3. Riconoscimento dei Segnali di Fame: Per un buon avvio dell'allattamento, è importante iniziare con un bambino tranquillo. Un pianto inconsolabile è spesso un segnale tardivo di fame, e un bambino agitato può avere difficoltà ad attaccarsi al seno. È utile fare attenzione ai primi segnali di fame. I neonati, specialmente nei primi giorni, possono essere assonnati a causa di interventi durante il parto, condizioni mediche o nascita prematura. Il contatto pelle a pelle, sia durante che tra le poppate, aiuta il bambino a capire dove si trova e cosa deve fare al seno, favorendo le opportunità di nutrirsi e permettendo alla mamma di riconoscere i suoi segnali.
4. L'Importanza di un Attacco Corretto al Seno: Un attacco adeguato è di vitale importanza per un allattamento al seno comodo ed efficace. Per un buon attacco, qualsiasi posizione si scelga, si deve ricordare che il capezzolo non dovrà puntare al centro della bocca del bambino, bensì al naso. Così facendo, dovrà andare ad aprire la bocca per agganciarlo, e a questo punto, la mamma può avvicinare la testolina del cucciolo al seno. Durante i primi giorni, l'attacco è guidato; il bambino ha un istinto di suzione, ma non si è mai attaccato concretamente, quindi la mamma deve guidarlo. Questo può essere fatto sostenendo il seno con una mano, tenendolo in direzione della bocca proprio come se fosse un panino pronto per essere mangiato, e mantenendo il cucciolo con l'altra mano, sostenendolo dalla radice del collo, in modo da concretizzare il movimento di aggancio una volta che il piccolo avrà aperto la bocca. Questo garantisce libertà di movimento alla testa del bambino e una presa salda per la mamma.
POSIZIONI PER ALLATTARE AL SENO E UN ATTACCO PROFONDO - VIDEO TUTORIAL ALLATTAMENTO
Caratteristiche di un Buon Attacco
Comprendere se l'attacco del proprio cucciolo al seno è corretto è cruciale. Ecco i criteri da considerare:
- Copertura dell'Areola: L'areola deve essere per la maggior parte all'interno della bocca del cucciolo. Non bisogna preoccuparsi se il cucciolo non tiene in bocca proprio tutta l'areola, soprattutto se il seno della mamma è particolarmente abbondante; l'importante è che la maggior parte della zona di cute che circonda il capezzolo sia all'interno della bocca del neonato. In questo modo, il piccolo ha il capezzolo in corrispondenza del palato duro e non lo tocca o lo stira, prevenendo dolore per la mamma.
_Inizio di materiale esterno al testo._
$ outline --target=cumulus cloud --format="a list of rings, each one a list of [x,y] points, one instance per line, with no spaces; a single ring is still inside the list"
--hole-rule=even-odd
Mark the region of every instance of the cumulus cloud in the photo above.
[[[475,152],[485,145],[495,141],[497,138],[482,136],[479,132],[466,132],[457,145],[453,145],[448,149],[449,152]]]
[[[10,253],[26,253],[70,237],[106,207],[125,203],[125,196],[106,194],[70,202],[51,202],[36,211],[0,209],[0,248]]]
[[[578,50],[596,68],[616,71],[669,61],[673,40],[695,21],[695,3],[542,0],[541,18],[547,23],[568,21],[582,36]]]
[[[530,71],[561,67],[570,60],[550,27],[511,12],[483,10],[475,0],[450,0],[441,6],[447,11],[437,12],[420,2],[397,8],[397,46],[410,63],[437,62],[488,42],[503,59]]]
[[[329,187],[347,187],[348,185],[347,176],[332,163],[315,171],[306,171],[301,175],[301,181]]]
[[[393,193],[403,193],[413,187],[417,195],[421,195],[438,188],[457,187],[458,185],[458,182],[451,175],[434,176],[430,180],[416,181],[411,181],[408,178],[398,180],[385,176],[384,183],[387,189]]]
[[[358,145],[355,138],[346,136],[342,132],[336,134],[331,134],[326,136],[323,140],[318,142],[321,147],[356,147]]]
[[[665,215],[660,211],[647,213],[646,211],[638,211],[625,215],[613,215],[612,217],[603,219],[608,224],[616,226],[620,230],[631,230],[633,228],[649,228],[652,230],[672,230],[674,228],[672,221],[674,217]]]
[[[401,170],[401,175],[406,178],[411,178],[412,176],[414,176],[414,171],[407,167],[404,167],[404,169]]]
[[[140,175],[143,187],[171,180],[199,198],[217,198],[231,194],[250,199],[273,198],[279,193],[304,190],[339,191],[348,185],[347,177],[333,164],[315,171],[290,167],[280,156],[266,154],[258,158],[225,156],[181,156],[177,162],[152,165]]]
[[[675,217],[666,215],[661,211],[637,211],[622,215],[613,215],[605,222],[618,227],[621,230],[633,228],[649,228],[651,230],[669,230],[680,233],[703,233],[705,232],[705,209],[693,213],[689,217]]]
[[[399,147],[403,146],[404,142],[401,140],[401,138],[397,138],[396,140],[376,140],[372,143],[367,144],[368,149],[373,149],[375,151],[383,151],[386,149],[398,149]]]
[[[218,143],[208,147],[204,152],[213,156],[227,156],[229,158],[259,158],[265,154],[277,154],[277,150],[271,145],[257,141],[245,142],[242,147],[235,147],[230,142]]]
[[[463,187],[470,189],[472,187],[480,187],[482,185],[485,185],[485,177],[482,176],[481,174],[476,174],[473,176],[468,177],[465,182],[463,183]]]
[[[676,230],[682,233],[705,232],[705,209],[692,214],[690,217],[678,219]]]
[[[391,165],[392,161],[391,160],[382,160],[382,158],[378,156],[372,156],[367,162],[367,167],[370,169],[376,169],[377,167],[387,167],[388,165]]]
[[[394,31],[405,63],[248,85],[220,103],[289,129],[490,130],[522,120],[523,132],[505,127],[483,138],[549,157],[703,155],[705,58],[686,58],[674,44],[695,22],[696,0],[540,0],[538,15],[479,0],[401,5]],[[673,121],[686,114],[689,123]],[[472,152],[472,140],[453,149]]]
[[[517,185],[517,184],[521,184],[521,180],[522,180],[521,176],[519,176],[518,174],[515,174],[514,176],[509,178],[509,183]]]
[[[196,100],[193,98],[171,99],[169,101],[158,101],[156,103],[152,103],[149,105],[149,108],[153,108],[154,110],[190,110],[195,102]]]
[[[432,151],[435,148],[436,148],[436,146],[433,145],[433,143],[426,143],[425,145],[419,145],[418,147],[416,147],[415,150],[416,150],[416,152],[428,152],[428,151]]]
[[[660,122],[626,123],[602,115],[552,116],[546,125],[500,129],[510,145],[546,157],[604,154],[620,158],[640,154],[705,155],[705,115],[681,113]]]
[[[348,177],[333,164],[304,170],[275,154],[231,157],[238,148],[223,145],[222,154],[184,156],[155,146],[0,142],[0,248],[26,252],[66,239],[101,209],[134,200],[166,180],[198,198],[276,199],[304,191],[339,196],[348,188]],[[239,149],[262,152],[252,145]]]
- Posizione delle Labbra: Le labbra del cucciolo devono essere estroflesse, non rientrate.
- Assenza di Rumori Anomali: La mamma non deve sentire schiocchi o rumori d'aria che passa. L'unico suono dovrebbe essere quello della deglutizione.
- Guance Piene: Per un attacco efficace, le guance del cucciolo devono essere belle piene e la mamma dovrebbe vedere il movimento di tutta l'articolazione temporo-mandibolare e dell'orecchio.
- Posizionamento del Mento: Il mento del bambino dovrebbe toccare il seno e il naso dovrebbe essere leggermente inclinato all'indietro e sollevato dal seno, permettendo al bambino di respirare comodamente. Se il mento del bambino non tocca il seno, spesso muoverà la testa cercandolo. Quando il mento tocca il seno, è abbastanza vicino da sentirne l'odore del latte. Una buona distanza tra il mento e la base del capezzolo permette al bambino di prendere una maggiore quantità di tessuto mammario.
- Assenza di Dolore: Se si è in presenza di tutti i criteri precedentemente elencati ma si prova dolore, significa che c'è qualcosa da correggere. Il dolore è il modo in cui il corpo comunica che qualcosa non va. Un attaccamento doloroso è solitamente superficiale e non va sopportato. In questo caso, si può provare a staccare il cucciolo dal seno inserendo un dito nell'angolo della sua piccola bocca per fargli perdere la presa e riprovare con una posizione diversa o una correzione. Se il dolore persiste o peggiora dopo i primi giorni, potrebbe essere dovuto a cause come infezioni batteriche, vasospasmo, dermatite, variazioni anatomiche o frenulo linguale corto, e richiede l'intervento di uno specialista.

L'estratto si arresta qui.